Adesso, senza dubbio, questo teorema non poteva essere in alcun modo
rispettato, e di rigore Alberto Gervasoni avrebbe dovuto rassegnare le
proprie dimissioni e lasciare il caso. Però, abbandonare le
indagini sarebbe anche equivalso ad abbandonare la milady, forse per
sempre. E questo il suo cuore non l’avrebbe potuto mai
accettare.
Si era, insomma, proprio di fronte ad un bivio: cosa avrebbe dovuto
fare Alberto Gervasoni?
In quei giorni, dire che appariva ai miei occhi pensieroso e
preoccupato è a dir poco un eufemismo.

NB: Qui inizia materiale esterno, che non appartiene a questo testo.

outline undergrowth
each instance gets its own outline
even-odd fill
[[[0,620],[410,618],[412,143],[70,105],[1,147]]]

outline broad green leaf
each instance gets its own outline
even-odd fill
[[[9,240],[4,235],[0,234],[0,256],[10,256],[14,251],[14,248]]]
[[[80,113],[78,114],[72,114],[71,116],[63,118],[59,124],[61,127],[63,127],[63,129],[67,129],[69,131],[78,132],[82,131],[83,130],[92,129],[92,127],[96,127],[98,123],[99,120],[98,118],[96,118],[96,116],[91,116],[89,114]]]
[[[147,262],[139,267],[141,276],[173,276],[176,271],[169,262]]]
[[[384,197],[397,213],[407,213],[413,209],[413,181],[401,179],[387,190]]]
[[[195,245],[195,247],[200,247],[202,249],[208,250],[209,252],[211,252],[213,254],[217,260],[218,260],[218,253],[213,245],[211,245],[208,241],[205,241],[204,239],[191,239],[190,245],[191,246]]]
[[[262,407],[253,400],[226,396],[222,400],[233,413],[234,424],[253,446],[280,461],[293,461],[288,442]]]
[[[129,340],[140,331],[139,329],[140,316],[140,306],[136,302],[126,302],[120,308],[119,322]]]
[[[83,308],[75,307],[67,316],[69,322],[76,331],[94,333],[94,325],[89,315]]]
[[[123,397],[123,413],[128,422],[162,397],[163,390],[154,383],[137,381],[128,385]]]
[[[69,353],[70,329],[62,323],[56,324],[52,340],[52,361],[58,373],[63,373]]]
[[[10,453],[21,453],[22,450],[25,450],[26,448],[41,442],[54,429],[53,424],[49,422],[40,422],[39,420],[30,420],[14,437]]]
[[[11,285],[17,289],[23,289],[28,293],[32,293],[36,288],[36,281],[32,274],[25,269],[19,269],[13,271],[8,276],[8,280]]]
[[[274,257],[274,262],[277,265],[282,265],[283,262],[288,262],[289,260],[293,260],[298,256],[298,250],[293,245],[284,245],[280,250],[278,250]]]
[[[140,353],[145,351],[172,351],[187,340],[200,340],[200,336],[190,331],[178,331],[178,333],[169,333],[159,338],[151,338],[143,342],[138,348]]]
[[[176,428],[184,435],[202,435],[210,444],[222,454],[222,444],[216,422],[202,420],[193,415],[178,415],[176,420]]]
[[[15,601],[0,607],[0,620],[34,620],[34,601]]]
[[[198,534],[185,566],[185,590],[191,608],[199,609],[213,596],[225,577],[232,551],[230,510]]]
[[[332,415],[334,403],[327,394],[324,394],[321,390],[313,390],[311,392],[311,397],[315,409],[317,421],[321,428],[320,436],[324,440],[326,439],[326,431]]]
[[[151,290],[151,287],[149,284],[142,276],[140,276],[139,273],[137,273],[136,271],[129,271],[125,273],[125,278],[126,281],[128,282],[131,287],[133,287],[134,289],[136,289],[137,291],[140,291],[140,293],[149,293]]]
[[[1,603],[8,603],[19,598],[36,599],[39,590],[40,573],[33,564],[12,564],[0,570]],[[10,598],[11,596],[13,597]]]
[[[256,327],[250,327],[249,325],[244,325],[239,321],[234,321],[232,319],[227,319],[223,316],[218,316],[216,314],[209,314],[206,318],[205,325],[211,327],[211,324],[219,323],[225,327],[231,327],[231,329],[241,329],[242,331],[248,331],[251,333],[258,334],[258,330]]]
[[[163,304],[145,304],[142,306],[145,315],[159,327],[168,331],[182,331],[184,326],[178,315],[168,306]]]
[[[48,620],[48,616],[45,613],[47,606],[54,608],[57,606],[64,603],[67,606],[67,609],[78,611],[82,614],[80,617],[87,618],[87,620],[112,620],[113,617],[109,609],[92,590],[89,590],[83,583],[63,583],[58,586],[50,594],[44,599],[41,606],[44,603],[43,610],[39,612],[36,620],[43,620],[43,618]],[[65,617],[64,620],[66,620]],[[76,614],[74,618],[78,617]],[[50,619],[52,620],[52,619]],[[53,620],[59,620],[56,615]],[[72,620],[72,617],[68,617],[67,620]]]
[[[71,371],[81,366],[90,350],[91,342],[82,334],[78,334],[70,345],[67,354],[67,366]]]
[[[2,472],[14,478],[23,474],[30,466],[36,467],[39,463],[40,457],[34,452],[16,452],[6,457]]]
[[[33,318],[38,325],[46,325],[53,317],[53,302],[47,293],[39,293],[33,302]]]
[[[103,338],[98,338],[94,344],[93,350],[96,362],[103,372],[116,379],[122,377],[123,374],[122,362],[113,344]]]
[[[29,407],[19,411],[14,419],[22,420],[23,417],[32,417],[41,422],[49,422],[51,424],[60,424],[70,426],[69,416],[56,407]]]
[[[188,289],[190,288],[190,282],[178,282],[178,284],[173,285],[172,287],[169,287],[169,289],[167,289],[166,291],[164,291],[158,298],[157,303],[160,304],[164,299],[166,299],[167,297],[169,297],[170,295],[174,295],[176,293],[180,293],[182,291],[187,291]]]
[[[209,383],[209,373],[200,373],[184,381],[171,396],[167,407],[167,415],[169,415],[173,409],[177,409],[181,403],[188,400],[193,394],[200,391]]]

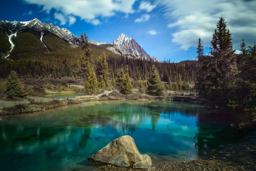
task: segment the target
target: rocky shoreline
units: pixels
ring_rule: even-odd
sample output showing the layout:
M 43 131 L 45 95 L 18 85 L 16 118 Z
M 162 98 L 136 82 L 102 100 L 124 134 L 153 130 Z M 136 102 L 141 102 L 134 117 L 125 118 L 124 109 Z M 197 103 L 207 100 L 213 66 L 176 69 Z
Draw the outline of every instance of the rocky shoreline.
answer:
M 256 170 L 256 131 L 237 144 L 220 146 L 203 159 L 183 161 L 152 159 L 152 171 L 237 171 Z M 147 169 L 121 168 L 110 165 L 86 167 L 82 170 L 142 171 Z

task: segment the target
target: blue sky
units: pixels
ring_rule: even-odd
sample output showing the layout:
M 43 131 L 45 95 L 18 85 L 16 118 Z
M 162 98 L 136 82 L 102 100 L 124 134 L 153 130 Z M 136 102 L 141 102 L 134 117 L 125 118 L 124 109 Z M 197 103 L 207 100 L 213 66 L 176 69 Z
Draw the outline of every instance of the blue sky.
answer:
M 0 8 L 0 20 L 36 18 L 99 42 L 110 43 L 123 33 L 162 61 L 194 59 L 199 37 L 208 53 L 221 16 L 234 48 L 243 38 L 247 46 L 256 42 L 255 0 L 10 0 Z

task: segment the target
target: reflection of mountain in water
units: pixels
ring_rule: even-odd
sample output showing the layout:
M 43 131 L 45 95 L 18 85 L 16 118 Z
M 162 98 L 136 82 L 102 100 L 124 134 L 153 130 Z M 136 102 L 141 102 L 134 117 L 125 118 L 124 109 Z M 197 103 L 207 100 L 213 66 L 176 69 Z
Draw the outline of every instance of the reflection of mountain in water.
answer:
M 199 115 L 197 125 L 198 132 L 195 136 L 195 147 L 199 155 L 221 145 L 234 143 L 245 136 L 248 130 L 238 130 L 230 125 L 243 121 L 241 115 L 232 114 L 204 114 Z
M 111 126 L 119 135 L 122 136 L 132 134 L 147 118 L 151 118 L 153 129 L 160 116 L 160 114 L 156 114 L 155 112 L 149 110 L 146 107 L 147 106 L 136 104 L 134 102 L 113 104 L 109 107 L 112 110 L 111 113 L 108 113 L 107 112 L 108 110 L 105 108 L 106 112 L 103 116 L 101 114 L 88 115 L 81 121 L 90 123 L 94 125 L 94 127 Z

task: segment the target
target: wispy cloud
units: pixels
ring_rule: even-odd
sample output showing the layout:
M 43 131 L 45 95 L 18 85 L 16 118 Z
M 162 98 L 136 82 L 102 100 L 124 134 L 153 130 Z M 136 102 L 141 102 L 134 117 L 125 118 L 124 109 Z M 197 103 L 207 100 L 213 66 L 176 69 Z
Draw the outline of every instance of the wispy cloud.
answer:
M 146 21 L 148 20 L 150 18 L 150 15 L 149 14 L 143 14 L 141 16 L 140 18 L 136 19 L 134 21 L 136 22 Z
M 168 26 L 176 30 L 171 34 L 172 42 L 182 49 L 196 47 L 199 37 L 204 46 L 209 47 L 221 16 L 227 22 L 235 48 L 239 48 L 243 37 L 248 45 L 256 40 L 256 1 L 157 0 L 157 3 L 170 21 Z
M 76 19 L 73 16 L 69 15 L 65 16 L 61 13 L 56 12 L 54 13 L 54 16 L 55 19 L 60 21 L 61 25 L 64 25 L 68 22 L 69 25 L 71 26 L 76 20 Z
M 155 34 L 158 34 L 158 33 L 155 30 L 151 30 L 150 31 L 149 31 L 147 33 L 150 34 L 151 34 L 152 35 L 154 35 Z
M 49 13 L 51 9 L 55 9 L 58 11 L 54 13 L 55 17 L 57 18 L 63 24 L 68 21 L 70 24 L 75 22 L 74 18 L 71 20 L 69 18 L 68 16 L 72 16 L 79 17 L 88 23 L 97 25 L 101 23 L 97 18 L 113 16 L 117 12 L 126 15 L 134 13 L 133 5 L 136 0 L 73 0 L 71 2 L 68 0 L 23 0 L 29 4 L 42 6 L 43 11 L 46 13 Z
M 140 2 L 139 9 L 142 10 L 145 10 L 147 12 L 150 12 L 156 6 L 156 5 L 151 5 L 150 2 L 142 1 Z
M 23 15 L 24 16 L 25 15 L 31 15 L 33 14 L 33 11 L 31 10 L 28 11 L 27 13 L 23 13 Z

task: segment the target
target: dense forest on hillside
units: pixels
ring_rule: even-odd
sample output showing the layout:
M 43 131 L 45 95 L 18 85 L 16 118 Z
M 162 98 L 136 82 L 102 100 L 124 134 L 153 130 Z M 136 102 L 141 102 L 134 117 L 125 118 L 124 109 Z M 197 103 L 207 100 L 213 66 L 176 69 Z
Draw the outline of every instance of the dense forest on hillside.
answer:
M 38 40 L 40 41 L 39 39 Z M 185 81 L 195 81 L 197 67 L 195 61 L 188 61 L 174 63 L 169 60 L 159 62 L 145 59 L 128 58 L 106 50 L 105 46 L 105 45 L 91 45 L 93 62 L 96 63 L 99 56 L 105 51 L 109 67 L 111 79 L 116 75 L 118 69 L 122 68 L 125 70 L 128 66 L 131 78 L 136 80 L 146 79 L 152 66 L 154 65 L 162 81 L 167 81 L 170 77 L 172 81 L 176 82 L 178 78 L 179 74 L 181 76 L 182 79 Z M 46 49 L 45 47 L 44 49 Z M 28 55 L 26 52 L 22 55 L 19 55 L 23 51 L 22 50 L 18 49 L 18 50 L 14 50 L 15 49 L 15 48 L 12 52 L 12 55 L 14 57 L 18 56 L 20 57 L 13 61 L 1 59 L 0 61 L 0 77 L 6 78 L 12 70 L 16 71 L 20 77 L 24 76 L 27 77 L 35 78 L 41 76 L 43 77 L 49 76 L 51 74 L 54 77 L 55 75 L 58 77 L 59 74 L 62 77 L 79 76 L 77 75 L 77 61 L 84 52 L 81 47 L 50 52 L 39 51 L 39 52 L 36 53 L 36 55 L 34 56 L 32 56 L 31 54 Z M 35 50 L 33 49 L 33 51 Z M 22 57 L 20 57 L 21 56 Z

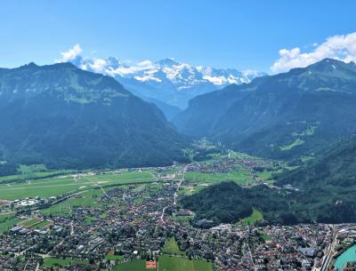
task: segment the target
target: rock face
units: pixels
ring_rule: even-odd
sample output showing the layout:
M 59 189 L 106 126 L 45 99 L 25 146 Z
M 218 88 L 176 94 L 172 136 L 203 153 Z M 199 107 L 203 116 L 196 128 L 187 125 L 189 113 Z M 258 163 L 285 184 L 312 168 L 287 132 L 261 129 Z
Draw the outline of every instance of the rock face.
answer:
M 197 95 L 231 84 L 250 83 L 265 75 L 254 70 L 194 67 L 173 59 L 146 60 L 128 66 L 114 57 L 93 60 L 78 56 L 72 62 L 85 70 L 114 76 L 127 90 L 144 100 L 155 99 L 181 108 L 185 108 L 188 101 Z
M 182 161 L 184 139 L 153 104 L 70 63 L 0 69 L 3 159 L 59 168 Z
M 198 96 L 174 123 L 185 134 L 288 158 L 351 134 L 355 119 L 356 66 L 326 59 Z

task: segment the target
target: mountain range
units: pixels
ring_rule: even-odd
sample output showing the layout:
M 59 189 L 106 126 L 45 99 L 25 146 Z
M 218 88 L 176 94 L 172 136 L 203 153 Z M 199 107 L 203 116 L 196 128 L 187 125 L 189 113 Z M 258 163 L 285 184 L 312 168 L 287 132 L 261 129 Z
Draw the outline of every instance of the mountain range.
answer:
M 194 67 L 174 59 L 128 65 L 114 57 L 91 60 L 77 56 L 72 63 L 82 69 L 115 77 L 127 90 L 144 100 L 154 99 L 180 108 L 186 108 L 188 100 L 197 95 L 231 84 L 249 83 L 265 75 L 254 70 Z
M 198 96 L 173 122 L 190 136 L 289 159 L 352 133 L 355 119 L 356 65 L 326 59 Z
M 0 69 L 0 161 L 103 168 L 185 161 L 162 112 L 71 63 Z

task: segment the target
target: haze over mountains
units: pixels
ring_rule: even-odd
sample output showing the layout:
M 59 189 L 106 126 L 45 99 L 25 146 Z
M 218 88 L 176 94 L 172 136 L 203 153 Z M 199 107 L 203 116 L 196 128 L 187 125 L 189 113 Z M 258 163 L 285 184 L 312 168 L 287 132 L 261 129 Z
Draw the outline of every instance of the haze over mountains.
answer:
M 109 76 L 71 63 L 0 69 L 0 155 L 52 168 L 170 164 L 183 137 Z
M 190 136 L 289 159 L 351 134 L 355 119 L 356 65 L 326 59 L 198 96 L 174 123 Z
M 194 67 L 174 59 L 128 65 L 114 57 L 91 60 L 78 55 L 71 62 L 82 69 L 114 76 L 127 90 L 144 100 L 158 100 L 180 108 L 186 108 L 188 100 L 197 95 L 231 84 L 250 83 L 265 75 L 254 70 Z

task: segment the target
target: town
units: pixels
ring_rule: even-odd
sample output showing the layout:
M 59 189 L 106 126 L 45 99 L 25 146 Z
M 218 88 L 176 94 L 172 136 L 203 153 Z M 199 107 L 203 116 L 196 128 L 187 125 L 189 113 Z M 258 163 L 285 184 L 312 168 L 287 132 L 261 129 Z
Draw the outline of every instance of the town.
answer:
M 216 171 L 229 171 L 231 164 L 250 171 L 270 166 L 227 159 Z M 96 187 L 86 194 L 27 198 L 3 207 L 15 211 L 18 222 L 0 235 L 1 270 L 122 270 L 138 259 L 161 270 L 166 258 L 197 261 L 206 270 L 325 271 L 356 243 L 355 225 L 194 227 L 194 213 L 180 208 L 179 197 L 189 183 L 186 174 L 211 169 L 188 164 L 157 171 L 160 179 L 150 183 Z

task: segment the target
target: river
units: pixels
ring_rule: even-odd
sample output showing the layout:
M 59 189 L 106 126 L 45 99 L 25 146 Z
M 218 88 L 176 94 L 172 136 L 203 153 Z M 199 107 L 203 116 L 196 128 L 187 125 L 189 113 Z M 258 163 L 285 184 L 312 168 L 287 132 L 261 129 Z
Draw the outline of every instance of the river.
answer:
M 335 262 L 335 267 L 337 271 L 342 271 L 344 266 L 350 261 L 356 261 L 356 245 L 352 246 L 337 257 L 336 261 Z

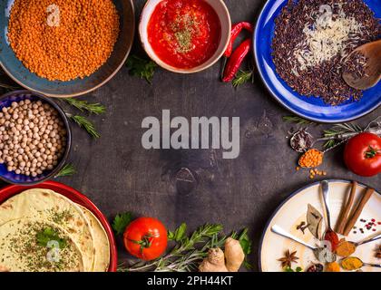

Ed alla fine si
giunse, con fatica di tutti, alla conclusione più
irrazionale ma al contempo più logica: assecondare il cuore
facendo un piccolo torto alla mente.
Mai e poi mai Alberto Gervasoni avrebbe però ammesso questa
sua “sgarrata”, questa sua deviazione rispetto ai
suoi granitici principi professionali: e così, ad ogni
apprezzamento che gli veniva fatto sulla sua cliente (sotto il profilo
estetico, si intende…), lui storceva ogni volta il naso,
glissando sul punto, quasi a voler dimostrare in maniera inconfutabile
la propria freddezza e l’assoluta mancanza
d’interesse che nutriva verso la milady.
Tutte cose false, che però erano necessarie a mantenere
integro il suo onore e la sua reputazione di detective.